Легкие контуры каменных громад вставали, как мираж, как облик задумчивой и благостной земли. Я пил ленинградский воздух и завидовал людям, для которых эти улицы были домом.
«Граждане! При артобстреле эта сторона улицы особенно опасна». Надпись, оставшаяся с давних времен, ворвалась в тихий мир, как снаряд, полет которого потребовал двадцати лет.
Но в барочных завитушках дворцов гнездились и ворковали голубки. Колоннада Казанского собора охватывала толпу, словно две руки. Зеленые, округлые кроны лип были легки и, казалось, вот-вот поднимутся к нёбу, как стайка воздушных шариков…
Эти улицы рождали ощущение, что весь мир полон гармонии и покоя.
Близ Гостиного двора была толчея, здесь царило ощущение вечного праздника.
Я не знал, что несколько дней назад в то же полуденное время тот же перекресток пересекал человек по фамилии Лишайников. За ним шли по пятам, и этот человек вскочил в спасительный магазин, сумев оторваться на некоторое время от преследования.
В его распоряжении было лишь несколько минут. Чем дальше уходил он в гомоне и суете, тем уже становилось свободное пространство. Единственное, что он мог сделать, — уничтожить пленки с кадрами, сделанными на военном объекте. Лишайников не зря считался хорошим работником у тех, кто дал ему задание. Он думал только о пленках, которые достались ему нелегко и на которые давно возлагали надежды там, за тысячи километров. Специальный связной, законспирированный, надежный, ждал «материал».
Когда, поднявшись на третий этаж, преследуемый увидел Грачика, мелкого фарцовщика и спекулянта, однажды оказавшего Лишайникову услугу, он не колебался ни секунды и сделал не предусмотренный правилами ход…
Если бы мне было известно все это, то, проходя мимо Гостиного двора, я бы почувствовал, как среди праздничного оживления пахн'yло войной.
Он, Лишайников, пришел оттуда, из двадцатилетней давности, из войны. Он нес с собой беду.
Но я ничего не знал ни о Лишайникове, ни о его миссии. Я шел по Невскому, разглядывая дома и витрины, и думал о Ленинграде, Юрском и о себе.

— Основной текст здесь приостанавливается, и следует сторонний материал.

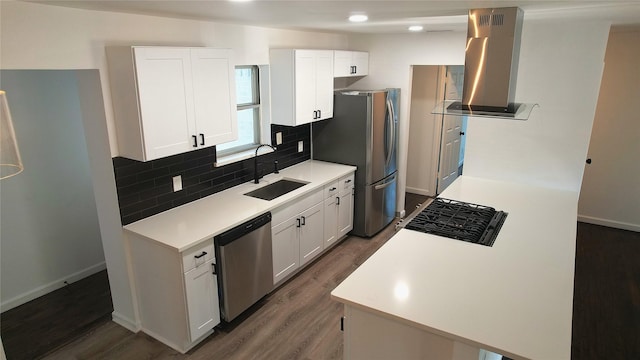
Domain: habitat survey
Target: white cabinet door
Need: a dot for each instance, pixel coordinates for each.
(165, 93)
(360, 60)
(286, 249)
(324, 84)
(201, 289)
(342, 63)
(330, 221)
(345, 213)
(302, 86)
(305, 84)
(214, 96)
(311, 233)
(170, 100)
(350, 63)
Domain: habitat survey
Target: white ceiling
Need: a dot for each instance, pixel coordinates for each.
(328, 15)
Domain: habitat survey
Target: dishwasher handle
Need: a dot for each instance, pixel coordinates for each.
(242, 229)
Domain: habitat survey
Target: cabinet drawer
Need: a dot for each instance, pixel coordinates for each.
(295, 207)
(332, 189)
(198, 255)
(346, 182)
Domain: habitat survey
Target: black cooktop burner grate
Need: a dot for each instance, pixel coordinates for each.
(459, 220)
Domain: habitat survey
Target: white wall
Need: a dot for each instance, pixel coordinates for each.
(390, 61)
(560, 68)
(36, 36)
(610, 193)
(49, 224)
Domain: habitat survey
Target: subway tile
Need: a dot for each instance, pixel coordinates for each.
(145, 188)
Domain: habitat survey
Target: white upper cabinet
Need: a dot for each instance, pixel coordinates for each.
(170, 100)
(301, 86)
(350, 63)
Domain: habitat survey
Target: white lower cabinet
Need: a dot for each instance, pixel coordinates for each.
(307, 227)
(311, 233)
(177, 292)
(286, 249)
(201, 287)
(296, 234)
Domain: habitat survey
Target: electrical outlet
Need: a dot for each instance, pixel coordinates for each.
(177, 183)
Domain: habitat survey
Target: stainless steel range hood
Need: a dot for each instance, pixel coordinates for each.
(491, 66)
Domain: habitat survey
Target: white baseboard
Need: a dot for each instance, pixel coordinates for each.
(125, 322)
(609, 223)
(52, 286)
(418, 191)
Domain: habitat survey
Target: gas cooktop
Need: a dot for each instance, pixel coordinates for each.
(459, 220)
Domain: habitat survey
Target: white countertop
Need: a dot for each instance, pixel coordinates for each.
(514, 298)
(192, 223)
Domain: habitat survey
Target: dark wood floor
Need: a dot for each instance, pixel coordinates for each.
(53, 320)
(606, 301)
(300, 321)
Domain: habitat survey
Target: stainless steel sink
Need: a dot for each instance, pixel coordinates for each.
(276, 189)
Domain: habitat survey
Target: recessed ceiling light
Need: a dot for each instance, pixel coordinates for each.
(358, 18)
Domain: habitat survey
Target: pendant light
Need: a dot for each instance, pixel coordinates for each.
(10, 161)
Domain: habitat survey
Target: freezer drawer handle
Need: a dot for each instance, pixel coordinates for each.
(382, 186)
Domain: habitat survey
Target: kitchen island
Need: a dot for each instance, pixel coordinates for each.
(430, 297)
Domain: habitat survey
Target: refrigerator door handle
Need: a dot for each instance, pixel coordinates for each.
(386, 184)
(392, 131)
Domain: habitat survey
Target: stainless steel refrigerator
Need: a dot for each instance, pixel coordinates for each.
(364, 132)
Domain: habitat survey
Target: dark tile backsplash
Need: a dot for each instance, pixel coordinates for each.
(146, 188)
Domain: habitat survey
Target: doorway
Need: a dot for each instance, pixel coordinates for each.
(436, 142)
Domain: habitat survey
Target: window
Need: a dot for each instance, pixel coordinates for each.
(248, 101)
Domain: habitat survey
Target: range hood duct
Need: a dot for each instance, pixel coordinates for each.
(491, 66)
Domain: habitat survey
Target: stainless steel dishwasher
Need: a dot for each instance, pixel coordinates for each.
(245, 265)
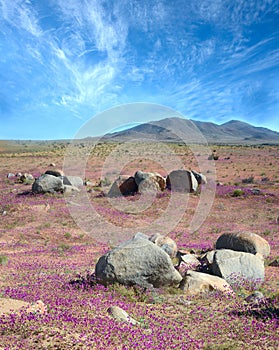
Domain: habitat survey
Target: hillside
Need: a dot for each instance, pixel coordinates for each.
(177, 129)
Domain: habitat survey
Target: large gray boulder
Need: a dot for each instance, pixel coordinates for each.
(137, 261)
(55, 172)
(248, 242)
(199, 177)
(141, 176)
(165, 243)
(148, 186)
(182, 181)
(197, 282)
(47, 184)
(237, 267)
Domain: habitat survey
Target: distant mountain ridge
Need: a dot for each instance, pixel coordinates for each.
(177, 129)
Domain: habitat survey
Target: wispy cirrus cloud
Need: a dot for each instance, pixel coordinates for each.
(212, 60)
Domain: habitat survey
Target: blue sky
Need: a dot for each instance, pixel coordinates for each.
(64, 61)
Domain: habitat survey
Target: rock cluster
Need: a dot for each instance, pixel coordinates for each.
(147, 261)
(54, 180)
(149, 182)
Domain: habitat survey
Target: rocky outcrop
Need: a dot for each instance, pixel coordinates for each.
(141, 176)
(165, 243)
(47, 184)
(137, 261)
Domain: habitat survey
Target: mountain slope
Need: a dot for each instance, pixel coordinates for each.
(179, 129)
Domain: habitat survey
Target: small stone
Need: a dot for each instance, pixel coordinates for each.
(121, 315)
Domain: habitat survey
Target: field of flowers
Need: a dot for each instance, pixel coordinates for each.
(45, 255)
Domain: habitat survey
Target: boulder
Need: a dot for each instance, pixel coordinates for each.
(197, 282)
(26, 177)
(55, 172)
(237, 267)
(199, 177)
(121, 315)
(182, 181)
(47, 183)
(9, 175)
(165, 243)
(188, 262)
(123, 186)
(137, 261)
(159, 179)
(67, 189)
(148, 186)
(75, 181)
(244, 242)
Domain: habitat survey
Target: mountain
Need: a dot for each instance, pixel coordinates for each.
(191, 131)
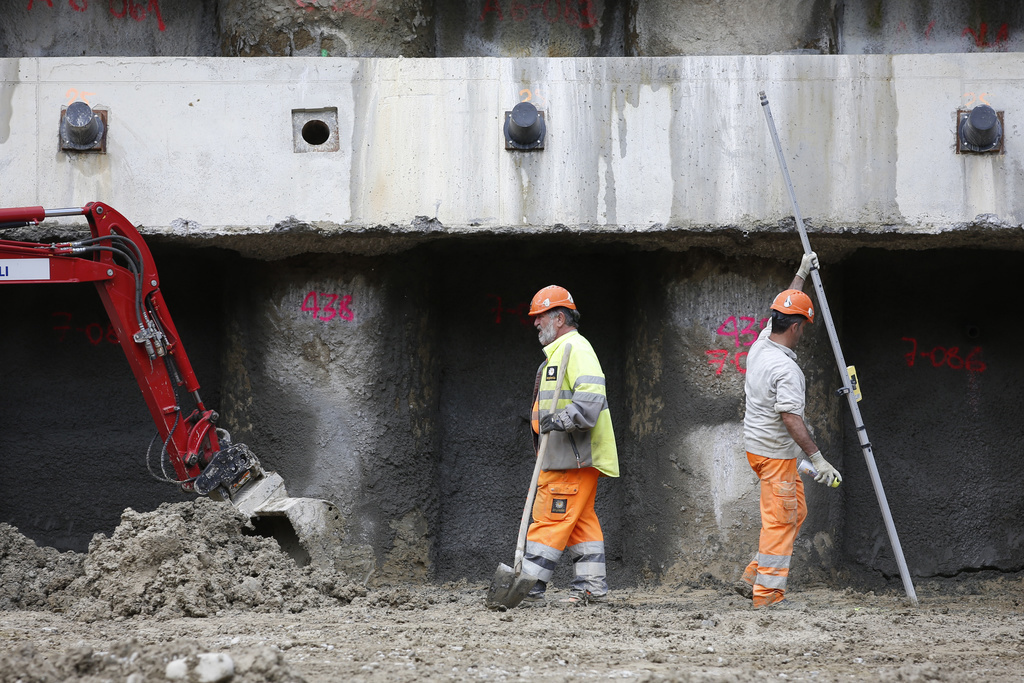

Профессор был до того худ и бледен, что воспринимался как плоскостное изображение, сошедшее с одной из многочисленных икон, висевших на стенах мастерской. На вид ему было лет шестьдесят. Наверняка он был одним из тех, кто еще с рождения получает в пожизненный дар полдесятка хронических болезней, но благодаря неистовости духа и увлеченности умудряется дожить до восьмидесяти и успевает сделать то, что не под силу взводу здоровяков.
— Я из милиции, — сказал я. Незачем было разыгрывать спектакль перед этим человеком.